Forum Discussion
Altera_Forum
Honored Contributor
14 years agoHopefully I can answer a couple of your questions. NIOS is just a CPU core that is implemented using the FPGA logic. As far a what a CPU does, NIOS and a stand-alone CPU (AVR for example,) are identical. The difference is in the features supported and the compiler needed. With NIOS however, you can choose which peripherals you want to add - USB, SerialPort, Ethernet... You can also add your own peripherals if you want.
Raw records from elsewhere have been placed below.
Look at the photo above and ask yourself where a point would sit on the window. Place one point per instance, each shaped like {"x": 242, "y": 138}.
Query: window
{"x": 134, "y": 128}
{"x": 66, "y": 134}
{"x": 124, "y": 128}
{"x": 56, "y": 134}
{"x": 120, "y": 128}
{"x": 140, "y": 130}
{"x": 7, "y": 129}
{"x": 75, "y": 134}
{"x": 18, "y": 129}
As far as the advantages of one vs the other, there are a few details to consider: - Performance: A stand-alone processor may have better performance depending on the FPGA used. - Price: ARM processors are really cheap. You have to figure out how much logic NIOS will take up in your FPGA and see if you can afford that logic. If adding the NIOS core pushed you into a bigger FPGA, then cost becomes a factor. - Board design: With NIOS, you don't need the extra real estate and layout required using a separate CPU chip. To get started, download the NIOS IDE and create a new project. I am a little rusty here since it's been a while since I needed to use NIOS, but I remember a hello world sample program taking less than 1 hour to create, configure, compile and run on the target. Once your target is setup though, the process only involves the compile and download steps (few seconds to a couple of minutes...) If your programs are small, you could configure the NIOS to run using the FPGA internal RAM. If you need more memory, you will have to interface NIOS to external RAM. Hope this helps.